Since DuckDB v1.1.x, DuckDB parses JSON differently. The new versions throw this error when parsing files that worked just fine with v1.0.0 1f98600:

Invalid Input Error: JSON transform error in file "recreate-issue.json", in line 4: Could not parse string "the team really needs an additional person to help" according to format specifier "%Y-%m-%d"
the team really needs an additional person to help
^
Error: Expected a number
Try increasing 'sample_size', reducing 'maximum_depth', specifying 'columns', 'format' or 'records' manually, setting 'ignore_errors' to true, or setting 'union_by_name' to true when reading multiple files with a different structure.

I tried a variety of things to create a file that has the simplest possible example that will produce the error. A file in json lines format with the following content will produce the error:

{
    "APPROVAL_STEP_COMPLETED_BY_EMPLOYEE_ID": null,
    "APPROVAL_STEP_COMPLETED_BY_NAME":null,
    "APPROVED_DATE": "2023-01-25",
    "EMPLOYEE_FIRST_NAME": "first",
    "EMPLOYEE_LAST_NAME": "last",
    "BUSINESS_TITLE": null,
    "BUSINESS_UNIT_ID": "bu-0001",
    "BUSINESS_UNIT_NAME":null,
    "APPLICANT_ID": "appl-0123456",
    "APPLICANT_SOURCE_NAME": "linkedIn",
    "APPLICANT_READY_TO_START_DATE": "2023-01-25",
    "APPLICANT_STATUS_NAME": null,
    "COST_CENTER_ID": "cc-12345678",
    "COST_CENTER_NAME": "important stuff budget",
    "POSITION_TYPE_NAME": "contractor",
    "HR_APPROVAL_STEP_COMPLETED_BY_EMPLOYEE_ID": null,
    "HR_DEPARTMENT_ID": "dept-01234",
    "HR_DEPARTMENT_NAME": "Important Engineering",
    "HR_DIVISION_ID":"div-01234",
    "HR_DIVISION_NAME": "Important Stuff Division",
    "JOB_CATEGORY_NAME": "Software Engineering",
    "JOB_CODE": "job-1234",
    "JOB_FAMILY_ID": "job-family-1234",
    "JOB_FAMILY_NAME": "AI / ML Engineers",
    "JOB_GRADE_CODE":"83",
    "JOB_PROFILE_NAME": "Sr. Consultant",
    "JUSTIFICATION_DESCRIPTION": "the team really needs an additional person to help",
    "MOST_RECENT_APPROVAL_DATE": null
}

duckDB seems to be inferring the schema as MAP(VARCHAR, DATE) and then throws the error when not all values are a Date string. Interestingly enough. If ANY of the other fields is a numeric data type, then the error will not occur.

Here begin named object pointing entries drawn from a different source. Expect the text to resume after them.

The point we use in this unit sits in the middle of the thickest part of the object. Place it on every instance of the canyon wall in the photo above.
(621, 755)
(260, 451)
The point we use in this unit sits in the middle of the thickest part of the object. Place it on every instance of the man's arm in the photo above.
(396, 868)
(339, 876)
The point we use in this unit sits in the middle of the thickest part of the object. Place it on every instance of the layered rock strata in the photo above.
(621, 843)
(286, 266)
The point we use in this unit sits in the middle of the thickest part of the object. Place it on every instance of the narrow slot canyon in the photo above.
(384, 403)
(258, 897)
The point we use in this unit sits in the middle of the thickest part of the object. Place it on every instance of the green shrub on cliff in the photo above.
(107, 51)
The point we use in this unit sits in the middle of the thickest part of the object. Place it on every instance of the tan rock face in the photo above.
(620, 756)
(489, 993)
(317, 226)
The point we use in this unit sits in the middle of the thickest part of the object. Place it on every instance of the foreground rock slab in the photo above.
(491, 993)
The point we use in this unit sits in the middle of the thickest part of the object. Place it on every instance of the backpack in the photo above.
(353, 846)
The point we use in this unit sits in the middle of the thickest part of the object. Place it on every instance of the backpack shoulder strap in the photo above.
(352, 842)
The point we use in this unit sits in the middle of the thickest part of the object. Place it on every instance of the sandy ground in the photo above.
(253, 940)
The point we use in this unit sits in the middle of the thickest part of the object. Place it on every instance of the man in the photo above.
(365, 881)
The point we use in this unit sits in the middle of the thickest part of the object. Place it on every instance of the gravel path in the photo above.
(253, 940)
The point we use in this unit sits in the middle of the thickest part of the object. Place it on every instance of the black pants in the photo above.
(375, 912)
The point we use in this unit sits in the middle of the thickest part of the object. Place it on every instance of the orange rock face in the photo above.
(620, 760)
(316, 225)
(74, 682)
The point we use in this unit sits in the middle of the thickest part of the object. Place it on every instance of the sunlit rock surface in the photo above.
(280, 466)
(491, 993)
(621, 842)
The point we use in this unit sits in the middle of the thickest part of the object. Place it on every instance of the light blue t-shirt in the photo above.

I tested with all duckdb versions from 1.1.0 and beyond including the nightly build.

See the To Reproduce section for the command line and args to produce the error. Here is what I have discovered so far:

  • The error only occurs via file import. Importing the same file from /dev/stdin will not produce the error but DOES still incorrectly infer the schema as MAP(VARCHAR, DATE).
  • The error only occurs when duckdb has settled on a MAP as the target data type. Which seems to be triggered by having key names that have a number of fields that start with similar words.
  • The error occurs when the first non-null column is detected as a date data type
  • The error does not occur when any other field is a number... all other fields where strings or nulls for the example above to trigger the error.

Here is the desired behavior from v1.0.0 1f98600

duckdb -c "SUMMARIZE FROM read_json('recreate-issue.json', sample_size = -1);"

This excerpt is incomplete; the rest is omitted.